But I also hear people use it in a way that just doesn't sit right with me. I hear people use the expression to blame themselves. When they say it, they are saying "What did I do to deserve this? What am I doing wrong here? Why can't I ever get this right?" They are suggesting that The Universe is orchestrating some sort of karmic comeuppance for something they did.
This is not an idea I can subscribe to. We all have experienced pain and suffering in our lives. When bad things happen, what reason can possibly explain them? Aren't we all just doing the best we can, and isn't our hindsight almost always better?
We all have an inner critic—and probably some negative thinking habits, too. We certainly don't need an over-used expression like "everything happens for a reason" keeping us in a pattern that doesn't serve us well.
The fact is, we decide for ourselves the reason behind things, and it does us no good to turn that reason into a weapon against ourselves.
When you find yourself searching for a reason why something bad happened, try asking yourself: "If my best friend were to go through this, what might I say as a way to offer genuine support? How can I take what I have learned from this and turn it into compassion for myself and for others?"
If there really IS a connection between something you've done and an unwanted result, there is more self-awareness to be gained if you are gentle with yourself.
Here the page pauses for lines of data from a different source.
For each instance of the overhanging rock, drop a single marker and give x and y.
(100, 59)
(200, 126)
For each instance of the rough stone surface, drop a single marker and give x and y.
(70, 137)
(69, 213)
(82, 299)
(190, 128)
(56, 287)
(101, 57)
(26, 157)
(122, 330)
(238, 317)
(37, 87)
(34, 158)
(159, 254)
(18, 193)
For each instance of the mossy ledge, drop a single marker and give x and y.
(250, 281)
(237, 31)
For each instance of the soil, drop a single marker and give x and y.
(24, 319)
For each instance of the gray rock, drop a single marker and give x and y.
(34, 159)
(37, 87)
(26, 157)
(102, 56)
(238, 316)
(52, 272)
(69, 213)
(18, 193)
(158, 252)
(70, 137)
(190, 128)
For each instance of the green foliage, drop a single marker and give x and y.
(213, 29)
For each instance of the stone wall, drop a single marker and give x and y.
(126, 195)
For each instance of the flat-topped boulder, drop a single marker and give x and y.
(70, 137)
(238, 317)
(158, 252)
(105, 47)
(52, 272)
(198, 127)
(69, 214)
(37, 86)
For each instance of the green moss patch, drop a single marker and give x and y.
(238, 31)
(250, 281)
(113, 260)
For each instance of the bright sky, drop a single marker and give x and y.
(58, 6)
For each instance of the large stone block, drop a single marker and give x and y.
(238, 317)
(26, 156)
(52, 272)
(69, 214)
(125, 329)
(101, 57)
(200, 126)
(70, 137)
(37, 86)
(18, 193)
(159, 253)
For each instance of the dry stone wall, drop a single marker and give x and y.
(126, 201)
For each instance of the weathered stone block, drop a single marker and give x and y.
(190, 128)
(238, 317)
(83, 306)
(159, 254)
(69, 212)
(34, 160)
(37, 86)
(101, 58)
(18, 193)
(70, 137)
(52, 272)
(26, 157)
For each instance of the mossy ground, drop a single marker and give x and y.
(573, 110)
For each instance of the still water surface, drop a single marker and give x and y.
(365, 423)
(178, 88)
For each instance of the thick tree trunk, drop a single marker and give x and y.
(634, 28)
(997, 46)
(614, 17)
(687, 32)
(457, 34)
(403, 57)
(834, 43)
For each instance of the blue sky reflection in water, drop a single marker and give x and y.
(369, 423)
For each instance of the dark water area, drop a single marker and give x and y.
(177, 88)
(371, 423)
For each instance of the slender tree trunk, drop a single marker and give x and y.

Imagine teaching children a new skill and how a kind and sensitive approach creates a much better learning environment.
I love this quote from Anne Lamott because I think it illustrates what I mean about changing negative thinking habits: “Try looking at your mind as a wayward puppy that you are trying to paper train. You don't drop-kick a puppy into the neighbor's yard every time it piddles on the floor. You just keep bringing it back to the newspaper.”